Reputation: 8818
Consider the following mock example:
library(foreach)
library(doParallel)
cl <- makeCluster(3)
registerDoParallel(cl)
pdf("mypdf.pdf", width = 8, height = 8)
layout(matrix(c(1,2,3,4), nrow=2, byrow=TRUE), heights = c(1,1))
result <- foreach(i=1:10000) %dopar% {
if(i %in% c(5,10,15,20)) {plot(i)}
i + 2
}
dev.off()
This is what I am trying to do: for i
in 1:10000
, I want to return i+2
. And, if i
is equal to 5, 10, 15, 20, I want to plot the point i
to a pdf. I want all the plots (4 plots) to be in the same pdf.
With a simple for
loop, this works. However, with parallel computing, it doesn't seem to work.
Any ideas?
Thanks!
Upvotes: 2
Views: 1938
Reputation: 19667
Keep in mind that the cluster workers are completely separate R sessions executing in different processes.

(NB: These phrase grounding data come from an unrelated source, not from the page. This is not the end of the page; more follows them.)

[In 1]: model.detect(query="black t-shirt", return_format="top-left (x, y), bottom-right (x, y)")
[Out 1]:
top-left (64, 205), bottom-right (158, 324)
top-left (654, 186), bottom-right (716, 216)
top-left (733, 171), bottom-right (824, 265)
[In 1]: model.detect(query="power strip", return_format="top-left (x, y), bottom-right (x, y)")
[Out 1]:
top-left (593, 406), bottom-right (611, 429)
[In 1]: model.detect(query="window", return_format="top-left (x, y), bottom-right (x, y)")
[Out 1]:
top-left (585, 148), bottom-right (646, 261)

Your code works with a for loop because it executes within by a single process. With a foreach loop, you're only setting up the PDF graphics device driver in the master process while doing the plotting in the workers. Instead, you need to do something like this:
result <- foreach(i=1:10000) %dopar% {
if(i %in% c(5,10,15,20)) {
pdf(sprintf('task_%03d.pdf', i))
plot(i)
dev.off()
}
i + 2
}
Of course, this creates four separate plot files. If you want to merge them, you'll have to find a tool to do that and call it from the master either in the combine function or after the foreach loop exits. You may wish to create the plot files in a different format and convert the merged file to a PDF.
Upvotes: 4